The public half of the plan a non-profit HMO called L.A. Care Health Plan opened for business in April, after months of delays in acquiring its HMO license from the state. L.A. Care contracts with one public and six private managed care companies to give service to the county’s 1.6 million Medi-Cal patients.
So far, about 200,000 Medi-Cal patients have been enrolled in the program, including people who voluntarily enrolled in one of the seven plans and those who were defaulted into the system by the county.
The state has since halted the default enrollment process, claiming there has been inadequate public education for Medi-Cal patients to make informed enrollment choices.
The private half of the two-model plan, to be administered by Foundation Health Systems of Rancho Cordova, Calif., is scheduled to begin enrolling new Medi-Cal patients this summer.
While the public-private partnerships have been promising, one significant aspect of health care reform has made little headway.
By far the largest single health care facility in Los Angeles in the aging County-USC Medical Center. It provides about one-third of all emergency and trauma care in L.A. County and costs more than $800 million a year to operate, a huge amount considering the county’s total proposed public health expenditures for 1997-98 are $2.3 billion.

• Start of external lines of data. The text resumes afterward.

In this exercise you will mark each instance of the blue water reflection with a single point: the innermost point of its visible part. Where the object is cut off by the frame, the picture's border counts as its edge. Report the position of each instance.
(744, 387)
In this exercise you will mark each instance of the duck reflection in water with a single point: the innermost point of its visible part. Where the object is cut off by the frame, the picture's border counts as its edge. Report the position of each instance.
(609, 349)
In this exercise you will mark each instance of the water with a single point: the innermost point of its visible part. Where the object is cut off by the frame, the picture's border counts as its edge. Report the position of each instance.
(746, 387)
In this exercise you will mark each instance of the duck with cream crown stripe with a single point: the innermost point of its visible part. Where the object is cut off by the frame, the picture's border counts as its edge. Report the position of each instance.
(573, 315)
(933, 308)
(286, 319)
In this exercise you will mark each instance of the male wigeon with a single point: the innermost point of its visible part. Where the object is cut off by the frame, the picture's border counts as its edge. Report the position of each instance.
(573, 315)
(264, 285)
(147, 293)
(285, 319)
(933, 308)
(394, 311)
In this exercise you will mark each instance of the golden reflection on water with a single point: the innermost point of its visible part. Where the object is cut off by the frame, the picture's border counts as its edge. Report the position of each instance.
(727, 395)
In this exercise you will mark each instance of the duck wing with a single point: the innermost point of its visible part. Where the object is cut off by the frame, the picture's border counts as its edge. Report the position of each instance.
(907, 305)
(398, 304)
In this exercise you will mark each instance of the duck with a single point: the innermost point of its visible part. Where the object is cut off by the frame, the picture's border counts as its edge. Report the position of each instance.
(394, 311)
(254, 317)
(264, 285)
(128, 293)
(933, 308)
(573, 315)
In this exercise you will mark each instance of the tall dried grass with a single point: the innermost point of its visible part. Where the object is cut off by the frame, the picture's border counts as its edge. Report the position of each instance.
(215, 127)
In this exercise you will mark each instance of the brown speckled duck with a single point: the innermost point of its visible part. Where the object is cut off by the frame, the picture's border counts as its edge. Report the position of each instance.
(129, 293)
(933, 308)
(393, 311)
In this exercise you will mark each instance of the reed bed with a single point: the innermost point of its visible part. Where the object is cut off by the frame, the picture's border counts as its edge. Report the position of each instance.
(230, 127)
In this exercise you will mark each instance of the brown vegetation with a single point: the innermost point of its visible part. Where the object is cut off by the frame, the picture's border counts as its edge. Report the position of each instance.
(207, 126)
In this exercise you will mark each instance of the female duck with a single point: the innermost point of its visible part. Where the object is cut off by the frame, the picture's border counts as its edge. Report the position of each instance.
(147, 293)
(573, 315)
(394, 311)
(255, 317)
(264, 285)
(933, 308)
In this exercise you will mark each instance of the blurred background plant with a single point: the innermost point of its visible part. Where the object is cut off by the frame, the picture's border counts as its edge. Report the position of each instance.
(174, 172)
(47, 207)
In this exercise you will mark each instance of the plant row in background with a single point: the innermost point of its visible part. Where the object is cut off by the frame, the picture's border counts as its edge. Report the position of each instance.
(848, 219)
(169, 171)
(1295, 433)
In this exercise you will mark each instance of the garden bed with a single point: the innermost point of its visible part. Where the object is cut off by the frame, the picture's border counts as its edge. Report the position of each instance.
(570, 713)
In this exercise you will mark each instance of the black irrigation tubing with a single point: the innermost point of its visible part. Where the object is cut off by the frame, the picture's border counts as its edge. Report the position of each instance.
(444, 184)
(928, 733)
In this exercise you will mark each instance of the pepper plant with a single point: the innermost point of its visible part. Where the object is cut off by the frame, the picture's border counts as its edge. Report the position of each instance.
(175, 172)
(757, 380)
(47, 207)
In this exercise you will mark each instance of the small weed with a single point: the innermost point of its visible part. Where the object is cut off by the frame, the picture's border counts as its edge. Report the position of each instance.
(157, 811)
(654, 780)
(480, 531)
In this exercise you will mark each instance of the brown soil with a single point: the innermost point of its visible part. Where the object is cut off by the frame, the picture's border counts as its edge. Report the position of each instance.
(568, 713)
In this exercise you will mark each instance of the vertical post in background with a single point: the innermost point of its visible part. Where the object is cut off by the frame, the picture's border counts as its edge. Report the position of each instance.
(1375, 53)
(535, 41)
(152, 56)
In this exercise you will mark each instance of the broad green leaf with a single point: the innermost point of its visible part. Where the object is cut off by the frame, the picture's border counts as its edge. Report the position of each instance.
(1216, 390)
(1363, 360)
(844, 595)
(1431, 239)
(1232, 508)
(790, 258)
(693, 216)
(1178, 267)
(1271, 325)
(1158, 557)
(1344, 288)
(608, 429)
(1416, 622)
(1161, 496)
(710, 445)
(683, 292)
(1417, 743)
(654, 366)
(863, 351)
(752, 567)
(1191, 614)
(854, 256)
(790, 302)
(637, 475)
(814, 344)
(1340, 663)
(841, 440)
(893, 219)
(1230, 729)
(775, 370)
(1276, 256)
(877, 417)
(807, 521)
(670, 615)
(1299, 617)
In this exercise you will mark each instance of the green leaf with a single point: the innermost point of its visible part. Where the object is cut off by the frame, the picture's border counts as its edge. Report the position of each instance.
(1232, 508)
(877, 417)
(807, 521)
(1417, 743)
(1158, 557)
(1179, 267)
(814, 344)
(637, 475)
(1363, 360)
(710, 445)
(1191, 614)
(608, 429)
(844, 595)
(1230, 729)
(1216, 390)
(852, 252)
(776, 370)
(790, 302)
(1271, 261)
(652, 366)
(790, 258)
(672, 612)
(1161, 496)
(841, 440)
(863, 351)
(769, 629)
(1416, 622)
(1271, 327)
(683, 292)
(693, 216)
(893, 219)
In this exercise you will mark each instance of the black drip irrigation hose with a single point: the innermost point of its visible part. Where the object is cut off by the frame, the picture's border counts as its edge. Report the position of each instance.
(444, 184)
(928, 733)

Officials have known for three decades that the sprawling medical center needs to be replaced, and damage incurred during the 1994 Northridge earthquake only underscored that need.
Officials even agree that, as the county shifts patients into managed care and outpatient treatment, the massive inpatient capacity at County-USC is becoming increasingly superfluous.
But since an initial replacement plan agreed to in 1990 (and since scrapped), the Board of Supervisors has taken no decisive action on the replacement of County-USC.
Since the budget crisis of 1995, the board has done little more than study the issue, with three of the five supervisors now seemingly wed to different plans.
Even the largest proposed replacement facility, one with 750 inpatient beds, would be $6 million a year cheaper to run than the current medical center, according to Finucane. And each month that passes, total projected costs for a replacement facility inch up another few million dollars.
That has led to frustration among some industry officials. “We’ve studied this enough,” said Brian Johnson, president of the L.A. County Medical Association. Johnson, who favors a 750-bed model, said one way or another the board should make up its mind.
There are indications it may, soon.
In June, the Department of Health Services will hold a workshop, at which the supervisors will be presented with the findings of the latest round of studies on the County-USC replacement issue. The supervisors requested those studies back in January. Several board members say they expect a vote to follow within weeks, or by late summer at the latest.
The board has the decision in front of them, Finucane said, “and they’re going to have to decide, I would think pretty quickly, about what to do.”